$T_2$-limited sensing of static magnetic fields via fast rotation of quantum spins

TL;DR

This paper introduces a method to measure static magnetic fields using rotating quantum spins in diamond, leveraging the longer coherence time $T_2$ to improve sensitivity over traditional static measurements.

Contribution

The authors demonstrate a technique that uses physical rotation of NV centers to convert static fields into oscillating signals, enabling longer measurement times limited by $T_2$ rather than $T_2^*$.

Findings

Measurement duration exceeds traditional Ramsey experiments by over a hundred times.

Potential to achieve DC magnetic field sensitivities comparable to high-performance AC sensors.
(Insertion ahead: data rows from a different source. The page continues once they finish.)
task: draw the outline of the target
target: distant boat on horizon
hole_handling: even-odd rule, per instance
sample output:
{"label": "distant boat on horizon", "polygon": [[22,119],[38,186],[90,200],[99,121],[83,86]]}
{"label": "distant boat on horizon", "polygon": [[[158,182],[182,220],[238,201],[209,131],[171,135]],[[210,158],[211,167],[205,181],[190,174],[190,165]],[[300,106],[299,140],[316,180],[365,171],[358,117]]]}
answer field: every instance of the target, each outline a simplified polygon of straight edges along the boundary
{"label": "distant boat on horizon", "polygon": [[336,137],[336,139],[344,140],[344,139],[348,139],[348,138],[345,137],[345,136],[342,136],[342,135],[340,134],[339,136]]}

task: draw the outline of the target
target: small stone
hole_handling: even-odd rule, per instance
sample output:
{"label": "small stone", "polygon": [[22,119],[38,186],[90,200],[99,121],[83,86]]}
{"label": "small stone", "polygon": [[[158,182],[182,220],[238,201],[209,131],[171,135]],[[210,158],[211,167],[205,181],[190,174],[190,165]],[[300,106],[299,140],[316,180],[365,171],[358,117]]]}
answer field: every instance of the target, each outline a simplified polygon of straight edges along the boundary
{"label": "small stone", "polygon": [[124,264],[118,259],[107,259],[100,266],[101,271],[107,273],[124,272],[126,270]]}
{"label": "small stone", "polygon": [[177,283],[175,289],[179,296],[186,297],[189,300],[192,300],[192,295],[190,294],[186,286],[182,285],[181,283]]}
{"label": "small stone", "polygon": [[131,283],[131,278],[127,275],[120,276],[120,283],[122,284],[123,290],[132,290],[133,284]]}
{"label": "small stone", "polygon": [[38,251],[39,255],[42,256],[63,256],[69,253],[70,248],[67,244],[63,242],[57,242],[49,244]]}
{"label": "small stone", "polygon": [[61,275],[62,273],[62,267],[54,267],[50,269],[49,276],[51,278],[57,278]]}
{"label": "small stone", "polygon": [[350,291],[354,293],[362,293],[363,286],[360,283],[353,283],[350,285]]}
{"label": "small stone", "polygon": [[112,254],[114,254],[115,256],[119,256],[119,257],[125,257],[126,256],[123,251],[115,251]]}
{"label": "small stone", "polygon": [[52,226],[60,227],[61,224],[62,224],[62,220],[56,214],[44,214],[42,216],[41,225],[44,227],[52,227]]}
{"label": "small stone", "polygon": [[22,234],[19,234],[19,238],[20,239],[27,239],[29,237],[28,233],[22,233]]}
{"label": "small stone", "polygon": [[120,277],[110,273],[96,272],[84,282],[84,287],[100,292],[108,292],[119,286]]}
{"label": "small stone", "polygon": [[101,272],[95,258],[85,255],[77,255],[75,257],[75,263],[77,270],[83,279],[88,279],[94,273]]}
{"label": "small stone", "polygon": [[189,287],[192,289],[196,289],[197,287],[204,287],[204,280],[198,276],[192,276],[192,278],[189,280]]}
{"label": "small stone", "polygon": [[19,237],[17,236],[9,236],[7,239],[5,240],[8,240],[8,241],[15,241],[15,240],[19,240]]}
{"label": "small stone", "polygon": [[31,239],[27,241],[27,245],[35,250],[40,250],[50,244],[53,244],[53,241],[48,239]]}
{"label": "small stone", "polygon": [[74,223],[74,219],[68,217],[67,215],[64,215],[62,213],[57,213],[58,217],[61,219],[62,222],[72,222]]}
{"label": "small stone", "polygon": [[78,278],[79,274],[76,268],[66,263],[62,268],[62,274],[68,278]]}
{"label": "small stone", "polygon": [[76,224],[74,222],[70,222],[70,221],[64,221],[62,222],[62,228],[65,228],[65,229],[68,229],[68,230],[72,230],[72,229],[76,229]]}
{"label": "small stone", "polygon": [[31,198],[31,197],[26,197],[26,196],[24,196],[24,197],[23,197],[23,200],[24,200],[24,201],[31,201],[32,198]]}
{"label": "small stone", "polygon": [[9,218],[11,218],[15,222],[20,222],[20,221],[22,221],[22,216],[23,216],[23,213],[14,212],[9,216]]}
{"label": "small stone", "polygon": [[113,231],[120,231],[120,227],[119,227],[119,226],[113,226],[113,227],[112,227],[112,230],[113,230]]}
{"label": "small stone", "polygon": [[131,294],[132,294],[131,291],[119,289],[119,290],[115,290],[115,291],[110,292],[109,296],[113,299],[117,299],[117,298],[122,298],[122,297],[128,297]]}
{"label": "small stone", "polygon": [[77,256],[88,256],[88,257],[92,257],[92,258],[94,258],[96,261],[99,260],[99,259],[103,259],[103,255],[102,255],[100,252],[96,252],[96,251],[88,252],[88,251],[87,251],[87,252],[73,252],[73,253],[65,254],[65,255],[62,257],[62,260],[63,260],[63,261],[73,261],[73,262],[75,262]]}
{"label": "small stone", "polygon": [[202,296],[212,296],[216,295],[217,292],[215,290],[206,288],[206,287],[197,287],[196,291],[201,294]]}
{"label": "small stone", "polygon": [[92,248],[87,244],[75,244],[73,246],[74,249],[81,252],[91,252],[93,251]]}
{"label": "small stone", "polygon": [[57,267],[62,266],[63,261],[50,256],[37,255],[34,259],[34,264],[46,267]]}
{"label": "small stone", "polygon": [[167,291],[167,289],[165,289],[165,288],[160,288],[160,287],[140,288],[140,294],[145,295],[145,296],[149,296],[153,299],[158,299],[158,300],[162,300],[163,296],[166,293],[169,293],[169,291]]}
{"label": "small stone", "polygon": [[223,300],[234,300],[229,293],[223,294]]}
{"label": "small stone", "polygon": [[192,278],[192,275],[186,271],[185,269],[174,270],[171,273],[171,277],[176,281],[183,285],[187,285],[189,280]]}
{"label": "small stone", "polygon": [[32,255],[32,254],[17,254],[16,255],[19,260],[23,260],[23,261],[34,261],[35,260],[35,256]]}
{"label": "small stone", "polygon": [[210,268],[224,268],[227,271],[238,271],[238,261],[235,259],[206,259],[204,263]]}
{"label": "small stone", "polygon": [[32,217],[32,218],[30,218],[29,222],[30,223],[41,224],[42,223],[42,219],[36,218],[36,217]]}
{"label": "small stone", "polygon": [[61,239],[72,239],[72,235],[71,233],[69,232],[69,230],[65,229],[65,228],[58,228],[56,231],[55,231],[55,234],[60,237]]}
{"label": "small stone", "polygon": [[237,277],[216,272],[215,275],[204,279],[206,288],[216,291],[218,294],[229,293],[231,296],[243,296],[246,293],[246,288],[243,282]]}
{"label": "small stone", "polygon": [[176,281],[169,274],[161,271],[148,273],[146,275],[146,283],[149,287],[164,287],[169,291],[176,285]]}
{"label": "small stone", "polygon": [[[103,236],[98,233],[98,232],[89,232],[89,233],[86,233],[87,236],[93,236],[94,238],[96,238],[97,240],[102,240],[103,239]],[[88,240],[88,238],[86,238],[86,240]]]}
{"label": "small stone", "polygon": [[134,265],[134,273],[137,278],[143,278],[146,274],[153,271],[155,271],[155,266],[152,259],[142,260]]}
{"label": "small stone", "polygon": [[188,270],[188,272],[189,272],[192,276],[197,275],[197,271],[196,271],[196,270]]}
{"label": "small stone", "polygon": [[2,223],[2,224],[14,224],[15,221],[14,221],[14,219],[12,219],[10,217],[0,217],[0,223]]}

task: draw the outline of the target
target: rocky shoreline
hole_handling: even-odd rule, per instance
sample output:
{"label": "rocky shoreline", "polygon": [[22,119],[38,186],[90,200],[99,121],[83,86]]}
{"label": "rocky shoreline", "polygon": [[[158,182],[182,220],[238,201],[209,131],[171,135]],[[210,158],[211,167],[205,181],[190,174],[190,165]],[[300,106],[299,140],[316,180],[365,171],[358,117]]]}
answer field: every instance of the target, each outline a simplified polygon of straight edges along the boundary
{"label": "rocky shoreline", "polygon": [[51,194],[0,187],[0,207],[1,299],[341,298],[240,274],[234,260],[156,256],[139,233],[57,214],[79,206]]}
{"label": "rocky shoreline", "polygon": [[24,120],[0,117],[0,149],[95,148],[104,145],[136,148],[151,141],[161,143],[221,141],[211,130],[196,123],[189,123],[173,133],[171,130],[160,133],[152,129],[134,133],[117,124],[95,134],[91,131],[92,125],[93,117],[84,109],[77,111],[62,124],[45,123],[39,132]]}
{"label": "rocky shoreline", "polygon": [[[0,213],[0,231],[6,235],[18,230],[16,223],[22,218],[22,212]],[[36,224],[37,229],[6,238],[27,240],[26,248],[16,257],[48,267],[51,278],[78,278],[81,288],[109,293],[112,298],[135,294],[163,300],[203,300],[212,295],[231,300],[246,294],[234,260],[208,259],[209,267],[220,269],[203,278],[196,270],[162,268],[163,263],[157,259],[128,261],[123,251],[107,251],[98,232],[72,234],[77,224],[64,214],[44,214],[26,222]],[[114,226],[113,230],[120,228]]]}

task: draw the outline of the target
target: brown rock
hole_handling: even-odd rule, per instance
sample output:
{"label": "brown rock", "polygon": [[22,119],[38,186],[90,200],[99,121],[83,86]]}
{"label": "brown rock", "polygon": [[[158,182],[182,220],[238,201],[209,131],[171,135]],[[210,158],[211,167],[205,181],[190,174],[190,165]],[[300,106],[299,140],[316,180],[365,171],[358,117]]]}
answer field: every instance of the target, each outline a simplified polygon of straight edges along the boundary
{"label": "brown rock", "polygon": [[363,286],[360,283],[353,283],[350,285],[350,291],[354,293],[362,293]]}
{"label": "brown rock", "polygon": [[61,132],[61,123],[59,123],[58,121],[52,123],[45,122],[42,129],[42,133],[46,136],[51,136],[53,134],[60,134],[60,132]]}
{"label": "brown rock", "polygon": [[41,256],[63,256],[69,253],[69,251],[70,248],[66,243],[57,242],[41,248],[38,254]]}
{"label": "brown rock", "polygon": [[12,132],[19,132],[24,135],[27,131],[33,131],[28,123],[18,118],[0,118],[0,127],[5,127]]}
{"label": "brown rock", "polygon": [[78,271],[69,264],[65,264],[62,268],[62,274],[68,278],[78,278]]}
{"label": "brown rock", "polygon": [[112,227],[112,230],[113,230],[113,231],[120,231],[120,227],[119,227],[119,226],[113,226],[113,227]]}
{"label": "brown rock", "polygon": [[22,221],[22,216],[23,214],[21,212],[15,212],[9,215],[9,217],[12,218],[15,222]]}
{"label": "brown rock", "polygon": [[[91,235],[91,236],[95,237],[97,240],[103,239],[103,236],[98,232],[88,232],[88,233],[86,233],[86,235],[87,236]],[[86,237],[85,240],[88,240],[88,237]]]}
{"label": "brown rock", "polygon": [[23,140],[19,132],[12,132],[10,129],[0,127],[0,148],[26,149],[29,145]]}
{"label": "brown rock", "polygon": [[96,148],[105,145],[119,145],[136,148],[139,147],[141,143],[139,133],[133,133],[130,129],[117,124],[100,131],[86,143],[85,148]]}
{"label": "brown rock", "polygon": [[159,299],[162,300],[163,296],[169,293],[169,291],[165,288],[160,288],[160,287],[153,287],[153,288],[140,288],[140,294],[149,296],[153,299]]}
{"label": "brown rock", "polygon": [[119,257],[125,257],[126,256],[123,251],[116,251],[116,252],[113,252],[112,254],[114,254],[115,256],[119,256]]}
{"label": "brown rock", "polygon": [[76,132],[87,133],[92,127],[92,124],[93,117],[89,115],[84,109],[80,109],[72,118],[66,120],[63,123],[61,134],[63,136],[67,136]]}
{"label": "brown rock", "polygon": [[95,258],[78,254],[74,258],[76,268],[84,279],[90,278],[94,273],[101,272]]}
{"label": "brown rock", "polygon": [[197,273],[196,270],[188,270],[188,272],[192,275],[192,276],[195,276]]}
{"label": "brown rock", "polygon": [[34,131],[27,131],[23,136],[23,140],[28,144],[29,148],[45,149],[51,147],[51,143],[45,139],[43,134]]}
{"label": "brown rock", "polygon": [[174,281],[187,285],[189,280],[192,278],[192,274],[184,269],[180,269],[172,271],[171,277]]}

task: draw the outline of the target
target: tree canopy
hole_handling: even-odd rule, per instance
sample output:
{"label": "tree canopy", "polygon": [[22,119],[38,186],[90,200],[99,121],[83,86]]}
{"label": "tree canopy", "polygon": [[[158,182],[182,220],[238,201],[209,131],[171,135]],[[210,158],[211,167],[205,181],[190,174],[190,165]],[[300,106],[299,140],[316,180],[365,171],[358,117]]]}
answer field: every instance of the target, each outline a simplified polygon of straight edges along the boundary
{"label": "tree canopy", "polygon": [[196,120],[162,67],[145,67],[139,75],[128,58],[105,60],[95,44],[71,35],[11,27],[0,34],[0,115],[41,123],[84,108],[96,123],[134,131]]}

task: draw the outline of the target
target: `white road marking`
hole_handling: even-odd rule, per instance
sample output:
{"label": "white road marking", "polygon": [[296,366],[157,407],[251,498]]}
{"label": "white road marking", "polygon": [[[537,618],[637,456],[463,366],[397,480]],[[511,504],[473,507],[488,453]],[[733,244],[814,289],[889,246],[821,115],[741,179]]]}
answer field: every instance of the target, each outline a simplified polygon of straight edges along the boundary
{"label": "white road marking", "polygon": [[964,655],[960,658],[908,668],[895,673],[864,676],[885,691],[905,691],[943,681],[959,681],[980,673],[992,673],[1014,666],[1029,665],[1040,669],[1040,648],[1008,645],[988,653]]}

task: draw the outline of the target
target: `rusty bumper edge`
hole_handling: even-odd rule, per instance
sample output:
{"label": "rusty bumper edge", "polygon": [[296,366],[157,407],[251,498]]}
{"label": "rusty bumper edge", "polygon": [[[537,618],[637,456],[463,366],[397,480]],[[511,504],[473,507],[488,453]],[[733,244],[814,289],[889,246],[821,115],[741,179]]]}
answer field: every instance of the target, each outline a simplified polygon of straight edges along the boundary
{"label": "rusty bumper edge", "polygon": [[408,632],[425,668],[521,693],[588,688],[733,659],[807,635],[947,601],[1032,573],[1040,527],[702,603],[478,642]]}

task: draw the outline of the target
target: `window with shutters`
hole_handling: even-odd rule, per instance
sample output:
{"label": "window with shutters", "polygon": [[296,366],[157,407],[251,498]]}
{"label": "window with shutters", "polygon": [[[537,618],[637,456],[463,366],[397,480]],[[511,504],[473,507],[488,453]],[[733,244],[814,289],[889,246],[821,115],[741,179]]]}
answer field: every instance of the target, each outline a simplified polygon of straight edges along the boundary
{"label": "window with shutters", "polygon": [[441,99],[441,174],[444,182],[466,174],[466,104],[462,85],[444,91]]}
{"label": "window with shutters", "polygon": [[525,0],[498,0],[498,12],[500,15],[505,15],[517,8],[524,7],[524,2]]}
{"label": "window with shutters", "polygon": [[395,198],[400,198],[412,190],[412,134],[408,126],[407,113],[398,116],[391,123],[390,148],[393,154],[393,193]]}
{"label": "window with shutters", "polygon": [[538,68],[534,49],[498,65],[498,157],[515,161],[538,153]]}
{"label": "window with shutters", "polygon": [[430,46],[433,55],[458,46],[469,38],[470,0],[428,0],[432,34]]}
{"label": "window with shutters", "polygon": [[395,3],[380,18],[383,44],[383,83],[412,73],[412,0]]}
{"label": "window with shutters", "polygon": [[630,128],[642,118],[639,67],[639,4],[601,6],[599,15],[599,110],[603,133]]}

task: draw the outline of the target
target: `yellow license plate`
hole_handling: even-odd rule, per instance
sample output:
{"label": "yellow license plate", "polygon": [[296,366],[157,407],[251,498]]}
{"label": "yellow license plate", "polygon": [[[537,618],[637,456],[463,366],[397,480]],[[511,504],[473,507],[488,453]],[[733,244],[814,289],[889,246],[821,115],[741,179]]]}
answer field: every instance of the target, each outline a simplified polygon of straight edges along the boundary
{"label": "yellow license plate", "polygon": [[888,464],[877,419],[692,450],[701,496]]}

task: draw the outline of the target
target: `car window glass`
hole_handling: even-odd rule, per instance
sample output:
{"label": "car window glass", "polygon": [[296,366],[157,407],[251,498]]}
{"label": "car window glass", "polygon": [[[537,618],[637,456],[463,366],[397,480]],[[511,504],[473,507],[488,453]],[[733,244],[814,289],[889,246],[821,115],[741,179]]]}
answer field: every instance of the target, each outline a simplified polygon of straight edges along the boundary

Rotation-based scheme upconverts static fields, enhancing measurement precision.

Abstract

Diamond-based quantum magnetometers are more sensitive to oscillating (AC) magnetic fields than static (DC) fields because the crystal impurity-induced ensemble dephasing time $T_2^*$, the relevant sensing time for a DC field, is much shorter than the spin coherence time $T_2$, which determines the sensitivity to AC fields. Here we demonstrate measurement of DC magnetic fields using a physically rotating ensemble of nitrogen-vacancy centres at a precision ultimately limited by $T_2$ rather than $T_2^*$. The rotation period of the diamond is comparable to $T_2$ and the angle between the NV axis and the target magnetic field changes as a function of time, thus upconverting the static magnetic field to an oscillating field in the physically rotating frame. Using spin-echo interferometry of the rotating NV centres, we are able to perform measurements for over a hundred times longer compared to a conventional Ramsey experiment. With modifications our scheme could realise DC sensitivities equivalent to demonstrated NV center AC magnetic field sensitivities of order $0.1$\,nT\,Hz$^{-1/2}$.